I never thought of the UPS store, also, thanks for the link of wardrobe boxes, I'll check all of these out.
Thanks again for your help.

Silverado


----------



## cwwozniak (Nov 29, 2005)

You're welcome. Hope you find boxes that fit your tree and your budget.


----------



## wacor (Feb 22, 2005)

check with an appliance store. or is a refrigerator box too big?

or a plumber. Hot water heater boxes are close to what you are looking for. 

same goes with tanks for well systems.

Home Depot or a similar place also probably has boxes

all the above sources should be willing to give them away as it is just garbage to them


----------



## hewee (Oct 26, 2001)

Getting use boxes like wacor you have to ask ahead of time so that you can ask them to be cut to be reuse because many places will cut then flat. 
Ask to see if they can cut the top or bottom and leave on side as a hinge too.

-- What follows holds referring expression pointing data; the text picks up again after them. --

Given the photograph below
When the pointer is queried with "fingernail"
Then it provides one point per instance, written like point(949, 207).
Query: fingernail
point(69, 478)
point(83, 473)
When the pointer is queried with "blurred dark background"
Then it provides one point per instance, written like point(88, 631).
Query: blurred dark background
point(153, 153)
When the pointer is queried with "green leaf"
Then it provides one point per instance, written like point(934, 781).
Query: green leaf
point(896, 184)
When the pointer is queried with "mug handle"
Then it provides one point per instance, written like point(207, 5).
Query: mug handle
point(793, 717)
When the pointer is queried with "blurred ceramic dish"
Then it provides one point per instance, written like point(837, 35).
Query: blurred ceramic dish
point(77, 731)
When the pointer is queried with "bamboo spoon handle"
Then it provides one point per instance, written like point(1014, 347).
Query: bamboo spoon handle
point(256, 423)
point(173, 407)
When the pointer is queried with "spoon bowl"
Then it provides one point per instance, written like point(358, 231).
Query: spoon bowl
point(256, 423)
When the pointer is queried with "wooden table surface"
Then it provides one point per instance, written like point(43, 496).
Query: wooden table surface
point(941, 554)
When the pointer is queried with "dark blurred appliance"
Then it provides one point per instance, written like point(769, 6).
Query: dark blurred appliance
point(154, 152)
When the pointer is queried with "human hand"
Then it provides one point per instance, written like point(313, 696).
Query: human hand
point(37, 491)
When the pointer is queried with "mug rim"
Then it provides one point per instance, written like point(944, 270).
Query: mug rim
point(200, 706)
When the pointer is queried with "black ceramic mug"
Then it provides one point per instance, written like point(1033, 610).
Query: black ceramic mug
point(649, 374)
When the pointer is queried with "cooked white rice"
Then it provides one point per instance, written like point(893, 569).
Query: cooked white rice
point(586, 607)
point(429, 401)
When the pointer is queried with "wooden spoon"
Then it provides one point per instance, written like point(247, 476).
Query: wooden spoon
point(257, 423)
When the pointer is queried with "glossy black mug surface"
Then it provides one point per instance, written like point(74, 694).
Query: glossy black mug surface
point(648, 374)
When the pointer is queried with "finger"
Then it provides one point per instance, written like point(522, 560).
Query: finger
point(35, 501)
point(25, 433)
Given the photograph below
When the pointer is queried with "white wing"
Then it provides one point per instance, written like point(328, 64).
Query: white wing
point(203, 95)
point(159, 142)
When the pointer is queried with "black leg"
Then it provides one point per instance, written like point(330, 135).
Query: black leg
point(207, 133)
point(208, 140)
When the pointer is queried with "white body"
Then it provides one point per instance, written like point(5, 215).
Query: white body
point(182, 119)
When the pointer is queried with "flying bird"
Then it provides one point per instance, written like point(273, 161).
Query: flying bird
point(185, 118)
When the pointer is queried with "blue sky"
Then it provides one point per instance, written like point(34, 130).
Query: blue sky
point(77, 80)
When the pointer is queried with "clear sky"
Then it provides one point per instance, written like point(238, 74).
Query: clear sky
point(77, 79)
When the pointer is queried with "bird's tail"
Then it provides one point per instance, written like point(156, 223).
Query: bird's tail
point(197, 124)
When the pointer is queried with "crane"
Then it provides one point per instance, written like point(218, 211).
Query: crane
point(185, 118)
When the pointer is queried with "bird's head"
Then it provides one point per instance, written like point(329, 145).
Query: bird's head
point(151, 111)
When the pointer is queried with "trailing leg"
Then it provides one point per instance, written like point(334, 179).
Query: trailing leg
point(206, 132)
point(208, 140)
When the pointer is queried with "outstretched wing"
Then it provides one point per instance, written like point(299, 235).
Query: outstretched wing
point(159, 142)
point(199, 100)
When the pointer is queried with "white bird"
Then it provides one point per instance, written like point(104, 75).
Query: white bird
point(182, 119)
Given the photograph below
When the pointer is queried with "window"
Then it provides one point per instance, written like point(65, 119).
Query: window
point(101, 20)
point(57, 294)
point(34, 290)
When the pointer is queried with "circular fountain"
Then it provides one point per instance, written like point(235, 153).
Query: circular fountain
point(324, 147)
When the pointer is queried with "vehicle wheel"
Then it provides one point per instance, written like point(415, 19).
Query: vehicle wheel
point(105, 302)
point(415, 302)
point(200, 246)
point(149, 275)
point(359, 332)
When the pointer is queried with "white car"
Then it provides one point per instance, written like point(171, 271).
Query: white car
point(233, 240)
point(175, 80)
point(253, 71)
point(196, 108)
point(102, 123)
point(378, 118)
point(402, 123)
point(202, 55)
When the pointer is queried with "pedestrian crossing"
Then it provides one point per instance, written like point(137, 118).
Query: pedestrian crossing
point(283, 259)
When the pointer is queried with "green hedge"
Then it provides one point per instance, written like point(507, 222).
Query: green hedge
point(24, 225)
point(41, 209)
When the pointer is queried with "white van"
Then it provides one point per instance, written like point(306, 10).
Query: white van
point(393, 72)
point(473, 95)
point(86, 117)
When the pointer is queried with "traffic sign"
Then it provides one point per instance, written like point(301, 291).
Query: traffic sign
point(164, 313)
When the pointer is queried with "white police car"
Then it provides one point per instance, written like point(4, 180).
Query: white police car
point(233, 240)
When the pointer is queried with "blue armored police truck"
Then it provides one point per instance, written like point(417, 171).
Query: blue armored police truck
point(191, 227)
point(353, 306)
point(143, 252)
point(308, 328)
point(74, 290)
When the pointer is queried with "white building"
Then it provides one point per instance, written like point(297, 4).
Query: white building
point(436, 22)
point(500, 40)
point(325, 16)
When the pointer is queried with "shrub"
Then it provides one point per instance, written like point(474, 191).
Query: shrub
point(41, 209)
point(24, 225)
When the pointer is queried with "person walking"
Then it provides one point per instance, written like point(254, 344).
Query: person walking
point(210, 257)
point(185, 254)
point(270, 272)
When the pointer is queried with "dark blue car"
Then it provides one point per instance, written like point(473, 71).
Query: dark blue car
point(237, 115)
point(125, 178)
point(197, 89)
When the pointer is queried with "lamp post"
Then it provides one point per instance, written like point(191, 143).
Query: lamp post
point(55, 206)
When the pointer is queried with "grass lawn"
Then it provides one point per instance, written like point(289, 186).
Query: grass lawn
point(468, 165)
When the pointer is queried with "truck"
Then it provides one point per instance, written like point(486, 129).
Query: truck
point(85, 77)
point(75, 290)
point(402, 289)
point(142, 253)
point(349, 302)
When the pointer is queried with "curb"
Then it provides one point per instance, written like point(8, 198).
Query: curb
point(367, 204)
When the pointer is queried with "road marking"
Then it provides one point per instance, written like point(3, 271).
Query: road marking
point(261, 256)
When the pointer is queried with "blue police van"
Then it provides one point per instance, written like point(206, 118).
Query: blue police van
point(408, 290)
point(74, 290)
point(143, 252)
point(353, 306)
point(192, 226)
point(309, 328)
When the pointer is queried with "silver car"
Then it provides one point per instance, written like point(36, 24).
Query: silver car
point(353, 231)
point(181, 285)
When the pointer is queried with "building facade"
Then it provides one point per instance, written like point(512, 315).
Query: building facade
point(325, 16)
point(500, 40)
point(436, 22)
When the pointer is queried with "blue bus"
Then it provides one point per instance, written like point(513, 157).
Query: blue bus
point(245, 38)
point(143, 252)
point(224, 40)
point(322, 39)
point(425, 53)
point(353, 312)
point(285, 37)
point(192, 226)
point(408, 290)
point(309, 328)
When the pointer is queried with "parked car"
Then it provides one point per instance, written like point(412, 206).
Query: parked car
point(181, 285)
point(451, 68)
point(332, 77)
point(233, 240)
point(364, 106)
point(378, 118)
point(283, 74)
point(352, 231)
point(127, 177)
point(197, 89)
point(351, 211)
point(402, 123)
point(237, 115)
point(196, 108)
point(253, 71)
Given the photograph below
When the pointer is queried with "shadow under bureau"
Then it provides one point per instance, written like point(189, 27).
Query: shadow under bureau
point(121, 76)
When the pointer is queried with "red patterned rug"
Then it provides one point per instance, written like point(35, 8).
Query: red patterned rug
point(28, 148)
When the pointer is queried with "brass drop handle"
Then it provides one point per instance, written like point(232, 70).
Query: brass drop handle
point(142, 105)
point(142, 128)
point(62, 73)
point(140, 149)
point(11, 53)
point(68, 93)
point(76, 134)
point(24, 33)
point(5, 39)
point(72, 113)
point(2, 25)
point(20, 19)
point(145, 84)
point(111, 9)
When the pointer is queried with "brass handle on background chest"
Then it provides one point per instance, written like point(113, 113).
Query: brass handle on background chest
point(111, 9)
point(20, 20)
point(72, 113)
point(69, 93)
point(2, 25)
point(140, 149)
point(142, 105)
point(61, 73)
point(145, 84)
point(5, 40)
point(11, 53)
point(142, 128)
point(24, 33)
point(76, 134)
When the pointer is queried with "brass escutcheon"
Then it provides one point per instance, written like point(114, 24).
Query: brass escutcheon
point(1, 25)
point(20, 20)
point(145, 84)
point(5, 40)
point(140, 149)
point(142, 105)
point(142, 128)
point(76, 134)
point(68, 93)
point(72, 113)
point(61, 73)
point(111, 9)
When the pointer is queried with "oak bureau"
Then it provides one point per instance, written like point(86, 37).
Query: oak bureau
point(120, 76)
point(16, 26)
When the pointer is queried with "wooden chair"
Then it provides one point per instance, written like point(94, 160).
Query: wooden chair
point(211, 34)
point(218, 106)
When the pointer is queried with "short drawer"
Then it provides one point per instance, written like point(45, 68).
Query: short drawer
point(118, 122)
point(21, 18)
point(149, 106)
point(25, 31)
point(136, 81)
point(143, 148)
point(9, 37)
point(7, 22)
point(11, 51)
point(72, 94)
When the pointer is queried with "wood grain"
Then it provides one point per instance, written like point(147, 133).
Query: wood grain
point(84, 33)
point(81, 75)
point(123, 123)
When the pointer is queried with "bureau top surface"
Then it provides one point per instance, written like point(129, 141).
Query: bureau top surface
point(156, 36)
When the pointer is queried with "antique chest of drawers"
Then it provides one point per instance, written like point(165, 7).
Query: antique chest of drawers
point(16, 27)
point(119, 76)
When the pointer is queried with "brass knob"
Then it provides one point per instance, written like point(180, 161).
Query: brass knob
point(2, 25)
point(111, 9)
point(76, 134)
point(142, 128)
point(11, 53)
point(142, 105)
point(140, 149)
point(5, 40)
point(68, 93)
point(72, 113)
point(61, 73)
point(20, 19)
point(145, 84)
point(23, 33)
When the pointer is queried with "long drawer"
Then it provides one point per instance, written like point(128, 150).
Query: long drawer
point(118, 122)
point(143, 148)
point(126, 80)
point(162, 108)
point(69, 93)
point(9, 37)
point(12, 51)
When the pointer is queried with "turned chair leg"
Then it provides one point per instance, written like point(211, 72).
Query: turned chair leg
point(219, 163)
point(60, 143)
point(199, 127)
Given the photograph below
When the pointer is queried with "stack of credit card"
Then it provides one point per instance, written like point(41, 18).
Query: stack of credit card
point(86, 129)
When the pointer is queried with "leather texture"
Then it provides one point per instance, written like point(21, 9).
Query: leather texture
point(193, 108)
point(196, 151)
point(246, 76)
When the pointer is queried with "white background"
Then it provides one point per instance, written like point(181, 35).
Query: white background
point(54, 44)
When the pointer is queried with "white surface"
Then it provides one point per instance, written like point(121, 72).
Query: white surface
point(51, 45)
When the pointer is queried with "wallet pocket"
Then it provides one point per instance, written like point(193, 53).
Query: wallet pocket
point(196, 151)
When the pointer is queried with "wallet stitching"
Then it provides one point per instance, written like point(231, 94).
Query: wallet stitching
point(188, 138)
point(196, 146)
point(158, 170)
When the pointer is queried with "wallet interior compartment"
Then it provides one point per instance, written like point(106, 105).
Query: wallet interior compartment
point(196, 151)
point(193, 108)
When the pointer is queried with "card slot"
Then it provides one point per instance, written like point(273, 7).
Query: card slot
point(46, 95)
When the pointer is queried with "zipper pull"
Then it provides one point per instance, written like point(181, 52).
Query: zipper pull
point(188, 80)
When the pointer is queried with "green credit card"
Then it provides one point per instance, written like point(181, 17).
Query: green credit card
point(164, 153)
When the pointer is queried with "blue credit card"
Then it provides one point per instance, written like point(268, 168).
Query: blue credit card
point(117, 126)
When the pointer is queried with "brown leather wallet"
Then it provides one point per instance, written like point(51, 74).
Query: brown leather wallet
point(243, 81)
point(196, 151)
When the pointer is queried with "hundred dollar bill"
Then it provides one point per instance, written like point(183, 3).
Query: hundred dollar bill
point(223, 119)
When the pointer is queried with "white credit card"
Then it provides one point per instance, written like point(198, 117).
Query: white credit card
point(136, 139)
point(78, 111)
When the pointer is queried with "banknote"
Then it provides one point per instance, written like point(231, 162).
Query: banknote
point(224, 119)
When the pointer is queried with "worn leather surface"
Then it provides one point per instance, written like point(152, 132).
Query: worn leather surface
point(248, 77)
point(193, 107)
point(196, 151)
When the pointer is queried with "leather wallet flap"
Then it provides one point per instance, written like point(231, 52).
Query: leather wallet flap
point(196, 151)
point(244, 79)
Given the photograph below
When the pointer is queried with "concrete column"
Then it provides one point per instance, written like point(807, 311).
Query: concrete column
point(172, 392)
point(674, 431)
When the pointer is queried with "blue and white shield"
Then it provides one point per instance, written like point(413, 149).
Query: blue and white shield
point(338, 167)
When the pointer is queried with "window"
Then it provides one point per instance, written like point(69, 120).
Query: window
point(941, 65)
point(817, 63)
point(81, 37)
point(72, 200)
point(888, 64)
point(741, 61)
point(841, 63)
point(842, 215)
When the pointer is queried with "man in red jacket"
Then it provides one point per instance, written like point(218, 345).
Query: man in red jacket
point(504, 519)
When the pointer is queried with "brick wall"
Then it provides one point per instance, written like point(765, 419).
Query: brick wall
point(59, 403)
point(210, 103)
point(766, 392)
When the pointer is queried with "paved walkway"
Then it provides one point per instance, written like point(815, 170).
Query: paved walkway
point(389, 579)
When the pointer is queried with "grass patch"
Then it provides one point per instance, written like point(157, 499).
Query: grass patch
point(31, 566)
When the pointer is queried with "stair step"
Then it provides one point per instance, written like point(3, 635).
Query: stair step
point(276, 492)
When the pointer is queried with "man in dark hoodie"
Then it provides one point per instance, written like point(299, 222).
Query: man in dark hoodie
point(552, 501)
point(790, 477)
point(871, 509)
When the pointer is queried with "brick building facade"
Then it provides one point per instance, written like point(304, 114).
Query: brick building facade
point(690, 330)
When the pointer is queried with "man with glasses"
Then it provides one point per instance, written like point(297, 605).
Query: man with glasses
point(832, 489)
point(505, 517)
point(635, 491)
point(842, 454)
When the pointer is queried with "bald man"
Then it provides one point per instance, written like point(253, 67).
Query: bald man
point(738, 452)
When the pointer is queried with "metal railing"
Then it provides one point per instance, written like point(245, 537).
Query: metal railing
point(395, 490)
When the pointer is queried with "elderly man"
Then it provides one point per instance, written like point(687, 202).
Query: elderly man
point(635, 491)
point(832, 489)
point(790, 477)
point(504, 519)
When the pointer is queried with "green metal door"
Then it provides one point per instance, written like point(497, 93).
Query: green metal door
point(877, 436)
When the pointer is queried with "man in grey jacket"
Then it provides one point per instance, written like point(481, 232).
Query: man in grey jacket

If it was really thin then 6" plastic pipe or carpet, lino tubes work great. I use then to put fishing poles in to protect them. 
Then you can get the bigger plastic sewer pipe and get the end caps and glue on end on and just push the other end on. You will protect things also because they are thick and will not smash like a card board box. 
If the tree is one that comes apart and not a fold on type then you can use more then one smaller tube.


----------



## Morania (Mar 15, 2002)

I happened into a big tote bag at Target. The tree fit well and the handles were strong enough to drag it all up to the attic in one shot. You could tote a bady in this thing. I think I was out 14 bucks for the one that fits a 7' tree but they had others. Some with wheels.


----------



## LauraMJ (Mar 18, 2004)

We have one of those 7 ft Christmas trees, and we bought one of those plastic tote containers for it. They come in all sizes and are much more durable than a cardboard box, especially when storing in a basement or attic. Mice will chew through a cardboard box and nest in the tree.  The plastic tote prevents moisture getting in and prevents mold and mildew.


----------



## Mike7143 (Aug 24, 2010)

I used to work at a grocery store....
An egg box may be a good size. They're 2 ply cardboard with handles already in the ends. People used to mob me for them before I could even get all the eggs out of them. People love them for moving. Most stores usually just fold them flat and recycle them. I would bring them home and sell them for $1 on Craigslist. Go into a local grocery store and ask if you can have 1 or 2.


----------